In ancient Rome, this was the Mundus Patet, The Feast of Mania or Dis, like Pluto a god of the dead. A Temple on the Palatine was built around a large hole that was supposed to go right to the Underworld. Fruits of the first harvest was tossed down as an offering for good fortune.  Another root of Halloween. Mania is where we get the word Maniac.

 

 

1888- the last victim of Jack the Ripper found. 25-year-old prostitute Mary Reilly. After her murder the Ripper attacks ceased as mysteriously as they had started.

 

1911-The first Neon sign illuminated.

 

 

1928- Anthropologist Margaret Mead arrived in Ta’u, Samoa to begin work on her book “Coming of Age in Samoa” which will have a great effect on how people raise their children.

 

 

1964- First "Wizard of Id" comic strip published.

 

 

1966- In London, John Lennon went to an art exhibit and first met a Japanese avant-garde artist named Yoko Ono.

 

1981- The Screen Actor's Guild under President Ed Asner voted emergency moneys for striking PATCO air traffic controllers fired by the former SAG president, now U.S. President, Ronald Reagan.

 

1979- National Public Radio goes on the air. The first US national news show with women as anchors. It was also the first news program in stereo.

 

 


2003- Looney Tunes, Back in Action, directed by Joe Dante, released. 

 

2004- The Jones Soda Pop Company of Seattle announced its new creation – Mashed Potato Flavored Soda. This was to follow up on their success last year of Roast Turkey and Gravy Soda.

 

2004- Mozilla-Firefox 1.0 started up.

 

2012- Steven Spielberg’s’ film Lincoln with Daniel Day Lewis premiered.


 

 

Friday, November 8, 2024

Tom Sito's Animation Almanac for Nov 8, 2024


Birthdays: Roman Emperor Nerva, Bram Stoker, Sir Edmund Halley, June Havoc, Margaret Mitchell, Joe Flynn- Captain Binghampton in the 60’s TV sitcom McHales Navy, Ricky Lee Jones, Bonny Raitt, Dr. Christiaan Barnard, Ester Rolle, Katherine Hepburn, Parker Posey is 56, Gretchen Mol is 52, Tara Reid, Norman Lloyd, Disney animator John Musker is 71

      

 

1880- Famous actress Sarah Bernhardt made her American stage debut in La Dame aux Camelias. She made a further ten tours of the US, all billed as Farewell Appearances.

 

1887- Gunfighter-Dentist Doc Holliday died of tuberculosis. He knew he had it for a long time, and in the 1800's it was as irreversible as AIDS used to be. So some say this knowledge is what made him such a bold pistolero. But unfortunately for him, he won all his gunfights and died in bed in a hospital anyway.
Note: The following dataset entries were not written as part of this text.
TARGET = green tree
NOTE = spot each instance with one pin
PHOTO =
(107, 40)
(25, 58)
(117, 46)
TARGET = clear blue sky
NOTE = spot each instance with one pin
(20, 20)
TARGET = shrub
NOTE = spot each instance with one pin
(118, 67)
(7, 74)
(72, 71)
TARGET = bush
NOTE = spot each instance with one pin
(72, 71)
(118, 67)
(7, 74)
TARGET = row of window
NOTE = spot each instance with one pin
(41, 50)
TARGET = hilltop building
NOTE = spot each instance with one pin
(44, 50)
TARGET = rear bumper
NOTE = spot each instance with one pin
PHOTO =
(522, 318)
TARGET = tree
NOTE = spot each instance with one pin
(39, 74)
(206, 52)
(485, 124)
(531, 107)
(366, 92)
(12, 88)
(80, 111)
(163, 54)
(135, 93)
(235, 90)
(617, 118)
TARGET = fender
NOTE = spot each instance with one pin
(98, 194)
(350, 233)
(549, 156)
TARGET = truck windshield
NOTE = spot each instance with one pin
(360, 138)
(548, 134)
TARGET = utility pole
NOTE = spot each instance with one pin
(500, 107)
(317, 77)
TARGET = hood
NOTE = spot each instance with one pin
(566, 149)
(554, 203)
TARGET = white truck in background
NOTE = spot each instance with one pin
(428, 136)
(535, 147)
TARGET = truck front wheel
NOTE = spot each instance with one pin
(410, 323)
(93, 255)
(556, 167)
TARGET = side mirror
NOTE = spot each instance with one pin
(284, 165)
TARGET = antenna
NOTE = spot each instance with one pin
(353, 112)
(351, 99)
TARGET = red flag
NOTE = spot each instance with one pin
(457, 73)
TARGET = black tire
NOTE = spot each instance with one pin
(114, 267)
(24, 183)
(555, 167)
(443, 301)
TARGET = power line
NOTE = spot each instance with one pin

His last words after taking a shot of whiskey were:" Well, I'll be damned!" Another version said his last words were “ This is funny…” He was 35.

 

1929- New York’s Museum of Modern Art opened.

 

1939- Pinks Hot Dogs in LA started by Betty and Paul Pink.

 

1943- The first one man show of American abstract painter named Jackson Pollock. Pollock later created his brushless dripping form of painting that earned him the nickname:” Jack the Dripper”.

 

 

1952- The Supreme Court upheld a 1922 ruling that Baseball a sport, not a business. Therefore it is exempt from anti-trust laws.

 

1956-The Ten Commandments opened in regular theaters. Directed by Cecil B. DeMille. Much of the animated effects like the pillar of fire were done by freelancing Disney effects animators like Joshua Meador. 

 

1965- The Days of Our Lives soap opera first premiered on TV.

 

1966- Former actor and SAG president Ronald Reagan elected Governor of California trouncing two-term incumbent Pat Brown. Uber-Conservative Reagan declared a tough line with the hippies of Haight Ashbury and Berkeley. 

 

1966- Doctors at St. Josephs Hospital removed one of Walt Disney’s cancerous lungs, but discovered the cancer had spread to his lymph nodes and liver. They determined he did not have long to live. 

 


1973- Walt Disney’s animated Robin Hood premiered.